Abstract

We study the question of how to define, construct, and use obfuscators for probabilistic programs. We propose a notion that extends indistinguishability obfuscation to probabilistic circuits: It should be hard to distinguish between the obfuscations of any two circuits whose output distributions at each input are computationally indistinguishable, possibly in presence of some auxiliary input. We call the resulting notion probabilistic indistinguishability obfuscation (pIO). We define several variants of pIO, and study relations among them. Moreover, we give a construction of one of our variants, called X-pIO, from sub-exponentially hard indistinguishability obfuscation (for deterministic circuits) and one-way functions.

We then move on to show a number of applications of pIO. In particular, we first give a general and natural methodology to achieve fully homomorphic encryption (FHE) from variants of pIO and of semantically secure encryption schemes. In particular, one instantiation leads to FHE from any X-pIO obfuscator and any re-randomizable encryption scheme that’s slightly super-polynomially secure.

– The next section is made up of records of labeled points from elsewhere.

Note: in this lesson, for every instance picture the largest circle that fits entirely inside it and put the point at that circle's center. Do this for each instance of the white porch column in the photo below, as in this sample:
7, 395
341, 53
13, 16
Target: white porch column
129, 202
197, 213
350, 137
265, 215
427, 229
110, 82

We note that this constitutes the first construction of full-fledged FHE that does not rely on encryption with circular security.

Moreover, assuming sub-exponentially secure puncturable PRFs computable in NC1, sub-exponentially-secure indistinguishability obfuscation for (deterministic) NC1 circuits can be bootstrapped to obtain indistinguishability obfuscation for arbitrary (deterministic) poly-size circuits (previously such bootstrapping was known only assuming FHE with NC1 decryption algorithm).